Investing.com -- Bernstein upgraded shares of Cava Group to “Outperform,” saying the recent selloff has improved the stock’s risk-reward profile while the company remains well-positioned for growth despite broader economic uncertainty.
Cava shares are down about 30% year-to-date, but Bernstein said there has been no material deterioration” in the company’s long-term fundamentals and sees upside ahead of its first-quarter earnings report.
We believe the market is overly discounting near-term risks while under-valuing the long-term growth story, analysts wrote, maintaining a price target of $115.
Cava’s cautious guidance for 6-8% same-store sales growth in 2025 leaves room for upside, and recent sales data suggest the potential to exceed 10%.
The company’s relatively affluent customer base and history of disciplined pricing could insulate it from a potential downturn.

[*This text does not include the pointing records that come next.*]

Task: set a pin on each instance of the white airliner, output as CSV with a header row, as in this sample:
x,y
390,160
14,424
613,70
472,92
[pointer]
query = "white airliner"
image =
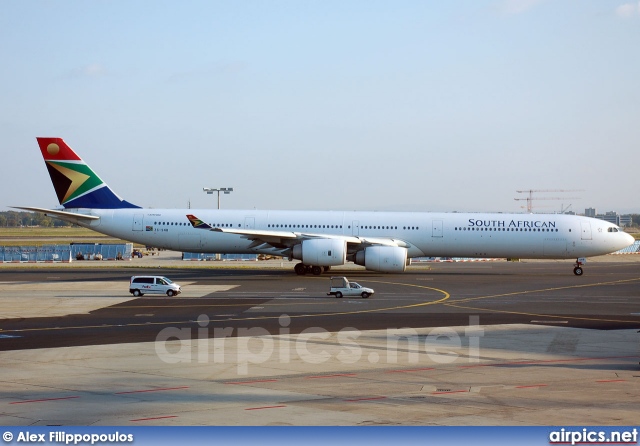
x,y
380,241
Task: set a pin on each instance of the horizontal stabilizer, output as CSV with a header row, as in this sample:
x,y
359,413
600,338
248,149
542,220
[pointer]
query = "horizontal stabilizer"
x,y
62,215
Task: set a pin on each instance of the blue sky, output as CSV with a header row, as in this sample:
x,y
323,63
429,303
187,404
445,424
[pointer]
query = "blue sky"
x,y
343,105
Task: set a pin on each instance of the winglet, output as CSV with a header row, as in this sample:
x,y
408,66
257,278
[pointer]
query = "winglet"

Bernstein says margins of the company remain healthy, and Cava is expected to support 15-18% unit growth in 2026 despite cost pressures.
The analysts noted that Cava has “underpriced CPI by 800 basis points” over the past several years, boosting its value perception.
Analysts also pointed to Cava’s limited reliance on imports and strong cash-on-cash returns as buffers against tariff-related risks.
Bernstein said the market’s treatment of Cava resembles the multiple compression seen in peers like Chipotle (NYSE:CMG) and Panera during the financial crisis, despite Cava’s “long-term compounding opportunity staying intact.”
The firm values Cava using a 20-year discounted cash flow model, with projected free cash flow growth of 21-22% and a WACC of 9.6%.